Alte Techniken vom Einbringen der Ernte mit der Sense bis hin zum Binden und Aufstocken - all das war gestern auf einem Roggenschlag bei Bauerkuhl, einem Ortsteil der Gemeinde Brunow zu erleben. Bürgermeisterin Heike Bartczak und Helge Dieckmann, der Geschäftsführer der Agrargenossenschaft Brunow e.G., konnten mit der Resonanz zufrieden sein. 34 ältere und jüngere Brunower waren dem Aufruf des Dorfvereins gefolgt und hatten sich am Sonntagvormittag bei bestem Sommerwetter am Feld eingefunden, um mit Gleichgesinnten wie zu Großmutters Zeiten in historischen Trachten und mit alten Gerätschaften das Korn einzubringen. Das war vor allem für die Jüngeren unter den Schaulustigen noch eine ganz neue Erfahrung. So wurden denn auch fleißig Fotos geschossen, um das zum einen für die Dorfchronik und zum anderen im privaten Fotoalbum den nachfolgenden Generationen zu erhalten.
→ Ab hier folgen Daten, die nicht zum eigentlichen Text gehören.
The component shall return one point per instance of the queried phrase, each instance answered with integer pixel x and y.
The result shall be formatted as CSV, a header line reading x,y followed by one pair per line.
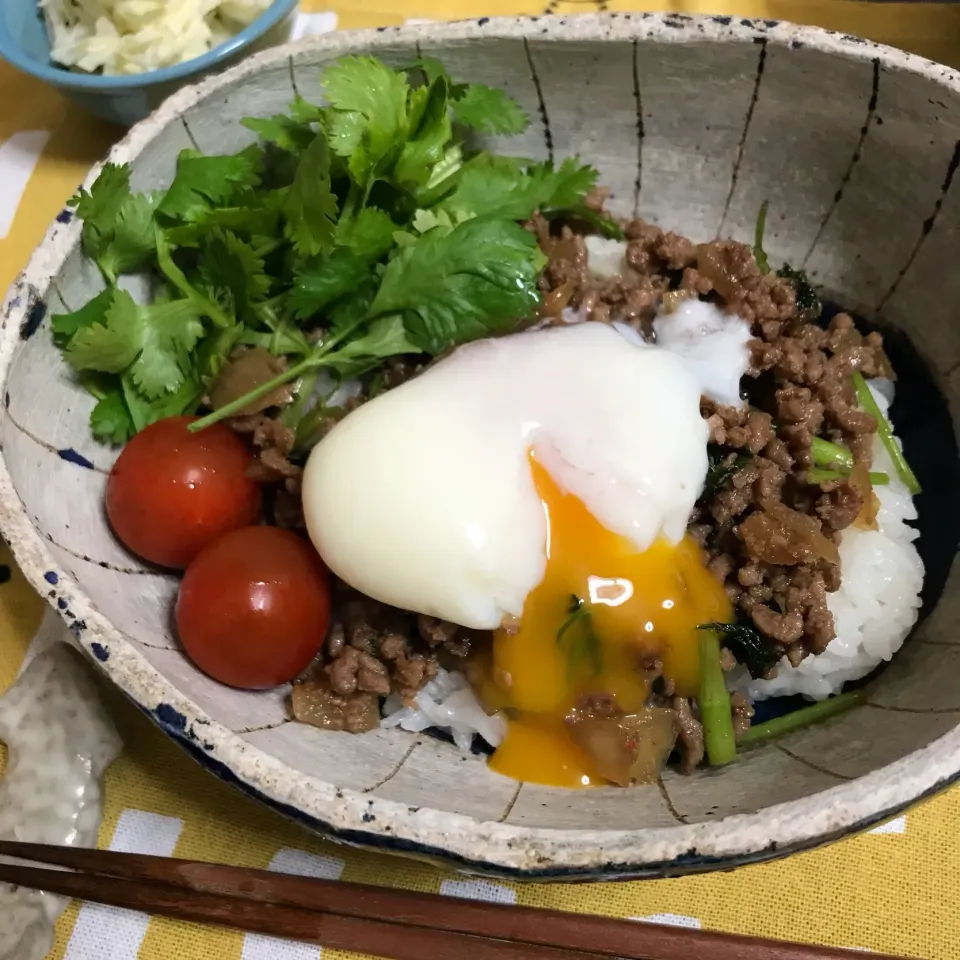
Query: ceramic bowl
x,y
693,122
125,100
„Wir freuen uns als Dorfverein und Agrargenossenschaft, dass so viele hier mitmachen“, sagte gestern am Rande des Geschehens Helge Dieckmann. Fast auf den Tag genau vor drei Jahren hatten sich die rührigen Brunower schon einmal zur Roggenernte wie vor hundert Jahren getroffen. Und wer gestern am Feldrand gesehen hat, was das bei sengender Hitze für eine schweißtreibende und körperlich schwere Arbeit per Hand ist, der kann den Hut gar nicht tief genug ziehen vor den Landleuten, für die das vor hundert Jahren der Alltag war. Garbe für Garbe wurde aufgestockt, die Älteren beherrschen noch die Technik des Garbenbindens, da konnte auch die Bürgermeisterin noch etwas dazu lernen. „Ein Viertel Hektar, das sind 2500 Quadratmeter, war damals pro Mann das Tagesziel“, so Helge Dieckmann, das hatte ihm sein Großvater Karl Dieckmann erzählt. „Ein Mähdrescher unserer Agrargenossenschaft schafft heute 30 Hektar am Tag.“ Vor hundert Jahren waren also 120 Leute nötig gewesen, um das zu ernten, was heute hochmoderne Maschinen an einem Tag schaffen.

Vergangenheit und Gegenwart in der Landwirtschaft - das wurde nicht nur gestern in Gesprächen und Erinnerungen am Feldrand lebendig, das wird auch beim großen Festwochenende der Brunower bei ihrer 675-Jahr-Feier zu erleben sein. „Die gestrige historische Getreideernte war die Vorbereitung für das Dreschen mit einem alten Dreschkasten“, wirft Helge Dieckmann schon einmal einen Blick voraus auf das bunte Programm, das vom 18. bis 20. September 2015 Alt und Jung gut unterhalten wird. Bereits am Freitag, dem 18. September, geht es ab 17 Uhr los. „Wir laden alle Brunower und unsere Gäste zu einem historischen Dorfrundgang ein, danach gibt es ein gemütliches Beisammensein im Festzelt. Und am Sonnabend steigt dann der große Festumzug“, so Bürgermeisterin Heike Bartczak.